Peki ÖSO güçlerinin başındaki komutan Selim İdris ile temas kurmuşlar mıydı? “Evet” diyor Baldır. “Gittim kendisiyle (Kilis sınırındaki) karargâhında görüştüm. ‘İki uçaksavar, 120’lik havan verin dedim’ o ‘Bende de bir şey yok’ dedi geri yolladı bizi. Türkmenlerin güçlenmesini istemiyorlar.” ÖSO’dan yardım alamayan Türkmenlere bu kez ÖSO’dan yardım talebi gelmiş. On gün önce Yayladağı’nın 15 kilometre ötesindeki Gebere Köyü’nde bulunan bir hastaneye yüzleri maskeli 50 IŞİD militanı saldırmış. Hastanede nöbet tutan ÖSO’cular Türkmenleri yardıma çağırmış. “Onlarla çatıştık, dört tanesini vurdum,” diyor Abdullah. Ancak Türkmenlerin tüm cabalarına rağmen IŞİD hastaneyi ele geçirmiş . Abdullah şunları söylüyor: “Selefileri orada tedavi olan yaralıları dahi vurdular, kendileriyle müzakere etmek için din adamımızı gönderdik belki onu dinlerler diye, onu ve beraberindeki iki adamı da öldürdüler. Sonra MİG’ler geldi hastaneyi bombaladı.”
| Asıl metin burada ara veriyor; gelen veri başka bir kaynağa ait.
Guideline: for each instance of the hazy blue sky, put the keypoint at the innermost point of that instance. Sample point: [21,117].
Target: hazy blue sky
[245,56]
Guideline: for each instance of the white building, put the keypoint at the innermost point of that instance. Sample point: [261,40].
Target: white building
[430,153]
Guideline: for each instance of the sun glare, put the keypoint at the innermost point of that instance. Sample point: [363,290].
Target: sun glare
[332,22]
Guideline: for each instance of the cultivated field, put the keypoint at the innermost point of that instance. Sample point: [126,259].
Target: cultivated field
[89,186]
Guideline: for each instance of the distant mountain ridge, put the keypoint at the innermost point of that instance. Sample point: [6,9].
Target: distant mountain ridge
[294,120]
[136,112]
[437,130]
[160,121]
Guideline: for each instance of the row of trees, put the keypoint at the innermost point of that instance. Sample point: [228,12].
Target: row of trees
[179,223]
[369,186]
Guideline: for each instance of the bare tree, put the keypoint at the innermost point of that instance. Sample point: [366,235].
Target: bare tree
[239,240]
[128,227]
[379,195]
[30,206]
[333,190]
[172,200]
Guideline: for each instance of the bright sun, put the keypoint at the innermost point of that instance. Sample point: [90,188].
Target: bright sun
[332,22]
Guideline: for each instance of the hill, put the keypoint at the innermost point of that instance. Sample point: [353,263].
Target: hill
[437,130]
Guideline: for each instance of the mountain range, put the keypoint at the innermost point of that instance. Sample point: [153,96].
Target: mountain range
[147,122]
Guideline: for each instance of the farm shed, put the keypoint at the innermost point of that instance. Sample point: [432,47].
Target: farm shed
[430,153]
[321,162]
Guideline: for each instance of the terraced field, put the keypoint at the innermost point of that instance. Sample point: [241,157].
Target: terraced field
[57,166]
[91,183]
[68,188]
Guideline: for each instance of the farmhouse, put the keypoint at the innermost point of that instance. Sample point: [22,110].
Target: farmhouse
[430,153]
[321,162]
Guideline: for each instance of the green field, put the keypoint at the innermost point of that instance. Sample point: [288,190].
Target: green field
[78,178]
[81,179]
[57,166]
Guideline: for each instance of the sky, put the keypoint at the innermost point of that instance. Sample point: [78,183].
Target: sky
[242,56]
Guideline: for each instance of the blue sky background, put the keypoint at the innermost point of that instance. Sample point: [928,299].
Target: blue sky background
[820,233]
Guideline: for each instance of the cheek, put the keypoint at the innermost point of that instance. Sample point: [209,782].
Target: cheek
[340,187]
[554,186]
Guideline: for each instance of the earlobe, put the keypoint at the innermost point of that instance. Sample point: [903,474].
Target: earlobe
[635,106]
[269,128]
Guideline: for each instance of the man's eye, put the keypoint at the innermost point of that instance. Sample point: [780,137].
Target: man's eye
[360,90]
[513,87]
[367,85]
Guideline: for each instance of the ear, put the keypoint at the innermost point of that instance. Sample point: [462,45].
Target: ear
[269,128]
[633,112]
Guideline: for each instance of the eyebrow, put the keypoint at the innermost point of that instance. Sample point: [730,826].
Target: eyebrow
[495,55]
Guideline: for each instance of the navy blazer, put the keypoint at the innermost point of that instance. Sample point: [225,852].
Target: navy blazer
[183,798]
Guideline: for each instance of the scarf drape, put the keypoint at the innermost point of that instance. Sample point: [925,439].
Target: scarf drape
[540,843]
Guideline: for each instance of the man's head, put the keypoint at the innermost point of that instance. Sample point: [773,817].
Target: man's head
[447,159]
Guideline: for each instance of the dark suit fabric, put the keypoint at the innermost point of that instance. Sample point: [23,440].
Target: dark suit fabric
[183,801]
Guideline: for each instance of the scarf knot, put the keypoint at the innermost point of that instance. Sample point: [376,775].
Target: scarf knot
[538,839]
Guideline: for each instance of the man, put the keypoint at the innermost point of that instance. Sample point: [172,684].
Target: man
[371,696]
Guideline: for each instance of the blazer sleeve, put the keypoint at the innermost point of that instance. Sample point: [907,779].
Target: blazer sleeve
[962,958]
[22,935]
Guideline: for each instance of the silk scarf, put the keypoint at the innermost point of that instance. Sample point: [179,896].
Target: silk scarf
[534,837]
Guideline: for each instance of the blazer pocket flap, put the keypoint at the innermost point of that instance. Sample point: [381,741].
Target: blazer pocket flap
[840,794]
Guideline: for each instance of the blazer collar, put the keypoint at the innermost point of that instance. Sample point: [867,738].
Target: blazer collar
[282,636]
“YARDIM GELMEZSE ÖLÜR BİTERİZ”
Türkiye’ye sığınan Türkmenlerden biri olan İzzet Sohta’nın oğlu olduğunu öğrendiğimiz Amir Sohta, “Geçen yaz Ras el Ain’de (Ceylanpınar’ın karşısında) Kürtlere karşı Selefilerle birlikte çatışmıştık,” diyor. Amir, Selefilerin bellerindeki kemerlerde “özel cesaret hapı” taşıdıklarını bunları yutunca da “delirdiklerini” anlatıyor ve şöyle devam ediyor: “Kürtler’de acayip silahlar vardı. Bir çoğu da kadındı. O zaman Kürtlerden almıştık, onlardan çok öldürdük ama biliyorsunuz şimdi Suriye’de Kürt devleti kuruluyor.” Zaher Bibers Tugayı’nda savaştığını söyleyen Yusuf Baldır ise, Türkmenlerin son günlerde artık “silah değil ekmek arar hâle” geldiklerini belirtiyor ve ekmeğin üstüne “bildiğiniz çiçek yağı” döküp karınlarını doyurduklarını söylüyor. Baldır, sözlerine şöyle devam ediyor: “Ahrar Aş Şam, adamlarına 100 dolar maaş veriyor, yiyecek veriyor, bizim verecek bir tek şeyimiz yok canımızdan başka. Her yerde eziğiz, eğer yardım gelmez ise ölür biteriz.”